There has been surprisingly little discussion of 100K by activists, with a tacit acceptance of assurances that “All data will be held securely in the UK, strictly protecting confidentiality in line with stringent existing NHS arrangements.”
Presumably not the same ‘stringent’ NHS arrangements that were seriously breached 186 times in 2011-2012.
The main commercial objective of DTC enterprises is creating major databases of genetic sequence data, often cross-matched with personal and/or health data. Last year the FDA belatedly cracked down on 23andMe over health prediction testing. Current FDA intervention will do nothing to address data protection and access concerns evident since the DTC sector began.
The FDA freeze on some services raises questions about the sector’s sustainability and the fate of extensive datasets created by DTC companies. Who owns the data if 23andMe is acquired by GSK? What’s happened to deCODE’s data from Iceland?
None of these projects have engaged meaningfully with data reidentification, highlighted by researchers who took deidentified big data and reidentified individuals using public sources. ‘Deidentified’ needs to be more than a fiction to ensure health data isn’t stripmined.
Genetic sequence data is not exclusive to any one person: by using sequence data from a particular individual, we can make reasonable inferences about the genetic sequence of their relatives, including ancestors and descendants many generations into the future.
Furthermore, once that data is released, it is permanent. You can’t change your DNA. Neither can your relatives, even if your decision to contribute a sample to a sequencing project was not theirs, notwithstanding what the consequences of your decision might be.
We might accordingly question promises that partners will “fully protect and maintain patient privacy”, particularly where data moves across national borders for processing in locations where protection may be ineffective.
Question too whether sharing will “support personalized health care delivery strategies across several therapeutic areas, including prevalent and costly chronic diseases … enable better understanding of unmet patient needs, real-world outcomes achieved with medical treatments, and optimal approaches for improving patient adherence”.
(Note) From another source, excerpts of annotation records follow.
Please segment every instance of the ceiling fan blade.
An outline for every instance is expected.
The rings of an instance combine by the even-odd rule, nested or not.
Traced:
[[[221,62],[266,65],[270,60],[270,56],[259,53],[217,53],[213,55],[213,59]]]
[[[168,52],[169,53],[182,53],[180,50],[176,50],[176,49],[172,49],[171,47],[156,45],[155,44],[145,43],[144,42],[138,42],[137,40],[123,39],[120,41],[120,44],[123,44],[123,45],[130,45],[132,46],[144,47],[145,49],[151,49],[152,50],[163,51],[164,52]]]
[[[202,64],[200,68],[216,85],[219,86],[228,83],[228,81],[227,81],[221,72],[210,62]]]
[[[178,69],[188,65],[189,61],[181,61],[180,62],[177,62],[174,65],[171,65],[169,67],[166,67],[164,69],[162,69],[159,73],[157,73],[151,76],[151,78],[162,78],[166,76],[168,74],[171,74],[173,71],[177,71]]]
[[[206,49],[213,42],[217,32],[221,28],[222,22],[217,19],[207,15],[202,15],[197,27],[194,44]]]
What does this mean for Australia? There’s no indication that our bureaucrats are racing to emulate the UK in exploiting a population-scale data set. That’s a good thing.
We should, however, be wary about policy makers who emphasise secrecy, are getting ready to sell the national health insurer and dream of making billions by selling health data. Expect to see claims of transcendent public good and reassurance that all data will be thoroughly deidentified and only entrusted to the bluest of blue chip researchers.
If regulatory frameworks change, our officials and commercial bodies are likely to embrace overseas models. Faced with pressure to contain health costs and increase ‘wellness”, would Australian regulators say no to commodification of data that after all is the property of insurers and health enterprises and governments, not individuals?
Let’s not dismiss commodification out of hand – there are benefits. We need, however, an informed public debate.
If we want to avoid a trainwreck, we need to start thinking about rights, responsibilities, regulation and possibilities in the new world of health big data.
• Bruce Baer Arnold is an Assistant Professor at Canberra Law School. He’s written widely on privacy and new technology. Dr Wendy Bonython is an Assistant Professor at Canberra Law School, with a background in molecular medicine. She’s written widely on direct to consumer genetic testing and other areas of health law.